These are the slides from the Denver/Boulder Spark meet-up on February 24th, 2016. (deck build animations are all broken here... sorry!)
This talk provides an evaluation of existing machine learning pipelines in the eyes of different key stakeholders in the data science ecosystem. Focus is be placed upon the entire process from data to product (and keeping everyone in-between happy). Ultimately I explore how to utilize Spotify’s Luigi pipeline tool in combination with Spark to produce batch processing machine learning pipelines that have operational insights and redundancy built in.
5CL-ADBA,5cladba, Chinese supplier, safety is guaranteed
More Data, More Problems: Evolving big data machine learning pipelines with Spark & Luigi
1. More Data, More Problems:
Evolving big data machine learning pipelines with Spark & Luigi
Alex Sadovsky
Director of Data Science: Oracle Data Cloud
alex.sadovsky@oracle.com
It's like the more data we come across
The more problems we see
3. Data Science is growing up
For Data Science to succeed, we need to learn to play
well with others.
Important
Business
Decisions
How will
operations
adapt to this
code change?
We’ll need a
classifier capable of
capturing non-
linear interactions!
4. Who are the players?
Data Ingest Operations
Product Architecture
Finance / Investors Data Scientists
Litmus Test: These are the parties involved in every Data Science Product
5. What is success?
Success is getting from A to B with everyone staying happy
Data In
Product Goals
&
Data Science
Realization
Operational Insight
Utilization of
Existing
Architecture
Don’t Break the Bank
Data Out
6. Are we even talking about Spark today?
Outline:
1. Automated ML services
2. Scikit-Learn Pipelines
3. Spark Pipelines
4. Spotify’s Luigi
5. Data Science Pipelines: Spark + Luigi
Spoiler alert:
Spark is still going to be the answer to all of our big data problems
10. ML on AWS: Who’s happy?
Data Ingest Operations
Product* Architecture
Finance / Investors Data Scientists
Scoring 3 billion records = ($0.10 / 1000) * 3 000 000 000 = $300,000 USD + compute fees
*Amazon Machine Learning can train models on datasets up to 100 GB in size.

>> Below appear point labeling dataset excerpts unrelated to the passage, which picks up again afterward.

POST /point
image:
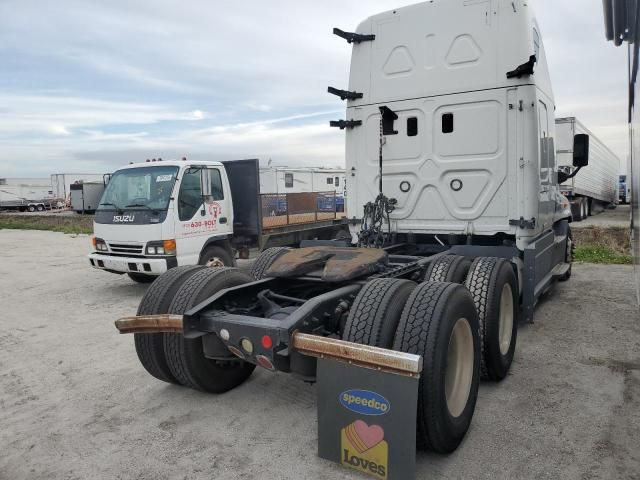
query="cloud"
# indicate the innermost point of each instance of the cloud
(93, 85)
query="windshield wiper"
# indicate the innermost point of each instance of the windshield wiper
(112, 204)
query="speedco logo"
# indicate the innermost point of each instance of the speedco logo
(364, 402)
(123, 218)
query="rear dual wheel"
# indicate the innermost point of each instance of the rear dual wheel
(439, 322)
(494, 288)
(185, 356)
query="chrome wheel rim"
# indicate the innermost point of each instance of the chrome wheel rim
(215, 262)
(459, 373)
(506, 319)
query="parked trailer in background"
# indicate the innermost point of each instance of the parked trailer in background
(596, 185)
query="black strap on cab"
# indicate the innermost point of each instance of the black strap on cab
(344, 94)
(351, 37)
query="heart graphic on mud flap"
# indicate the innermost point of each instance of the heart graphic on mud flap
(364, 437)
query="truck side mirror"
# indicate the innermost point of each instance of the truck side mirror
(581, 150)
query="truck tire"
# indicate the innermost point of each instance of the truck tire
(450, 268)
(141, 277)
(156, 300)
(185, 357)
(569, 253)
(265, 260)
(494, 288)
(374, 315)
(216, 256)
(439, 322)
(575, 211)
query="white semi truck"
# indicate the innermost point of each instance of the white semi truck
(154, 216)
(457, 220)
(596, 185)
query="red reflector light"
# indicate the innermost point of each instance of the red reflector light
(267, 343)
(264, 362)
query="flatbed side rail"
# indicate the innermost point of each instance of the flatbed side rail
(375, 358)
(164, 323)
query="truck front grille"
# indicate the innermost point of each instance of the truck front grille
(130, 249)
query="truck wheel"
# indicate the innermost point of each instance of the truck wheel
(375, 312)
(568, 256)
(265, 260)
(575, 211)
(156, 300)
(185, 356)
(141, 277)
(440, 323)
(450, 268)
(215, 256)
(494, 288)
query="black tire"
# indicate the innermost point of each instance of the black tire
(450, 268)
(569, 253)
(428, 320)
(215, 256)
(265, 260)
(375, 312)
(141, 277)
(486, 281)
(185, 357)
(156, 300)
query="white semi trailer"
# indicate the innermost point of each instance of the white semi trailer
(597, 185)
(458, 227)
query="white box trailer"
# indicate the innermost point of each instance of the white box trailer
(61, 182)
(597, 183)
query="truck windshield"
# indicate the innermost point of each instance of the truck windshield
(139, 188)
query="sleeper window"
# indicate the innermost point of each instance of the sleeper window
(447, 123)
(412, 126)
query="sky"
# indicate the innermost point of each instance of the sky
(86, 87)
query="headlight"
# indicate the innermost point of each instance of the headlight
(162, 247)
(99, 244)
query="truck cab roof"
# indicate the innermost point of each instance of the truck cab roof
(171, 163)
(446, 46)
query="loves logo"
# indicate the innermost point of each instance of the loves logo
(364, 448)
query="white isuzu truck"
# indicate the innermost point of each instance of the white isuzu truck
(458, 227)
(154, 216)
(596, 186)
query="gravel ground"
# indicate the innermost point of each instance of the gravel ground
(76, 404)
(616, 217)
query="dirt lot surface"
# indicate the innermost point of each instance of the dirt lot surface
(76, 404)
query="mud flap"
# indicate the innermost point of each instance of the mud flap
(367, 418)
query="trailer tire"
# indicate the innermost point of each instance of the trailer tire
(440, 323)
(450, 268)
(156, 300)
(375, 313)
(216, 256)
(265, 260)
(141, 277)
(494, 288)
(185, 356)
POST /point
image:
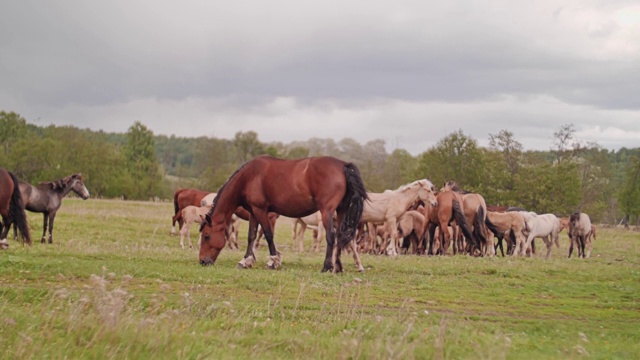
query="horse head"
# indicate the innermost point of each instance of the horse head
(427, 192)
(76, 184)
(213, 235)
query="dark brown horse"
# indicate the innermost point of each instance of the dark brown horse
(181, 199)
(293, 188)
(46, 198)
(449, 209)
(12, 208)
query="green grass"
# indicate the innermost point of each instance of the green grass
(115, 285)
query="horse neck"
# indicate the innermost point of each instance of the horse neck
(65, 191)
(227, 201)
(408, 196)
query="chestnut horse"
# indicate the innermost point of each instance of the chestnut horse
(293, 188)
(12, 208)
(181, 199)
(475, 211)
(447, 210)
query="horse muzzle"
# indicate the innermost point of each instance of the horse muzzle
(206, 262)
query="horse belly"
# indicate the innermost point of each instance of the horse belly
(294, 206)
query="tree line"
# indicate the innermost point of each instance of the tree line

11. Scikit-Learn Pipelines
vect = CountVectorizer()
tfidf = TfidfTransformer()
clf = SGDClassifier()
vX = vect.fit_transform(Xtrain)
tfidfX = tfidf.fit_transform(vX)
predicted = clf.fit_predict(tfidfX)
# Now evaluate all steps on test set
vX = vect.fit_transform(Xtest)
tfidfX = tfidf.fit_transform(vX)
predicted = clf.fit_predict(tfidfX)
pipeline = Pipeline([
('vect', CountVectorizer()),
('tfidf', TfidfTransformer()),
('clf', SGDClassifier()),
])
predicted = pipeline.fit(Xtrain).predict(Xtrain)
# Now evaluate all steps on test set
predicted = pipeline.predict(Xtest)
VS
12. Scikit-Learn Pipelines: Who’s happy?
Data Ingest Operations
Product Architecture
Finance / Investors Data Scientists
I thought we were going to have Big Data…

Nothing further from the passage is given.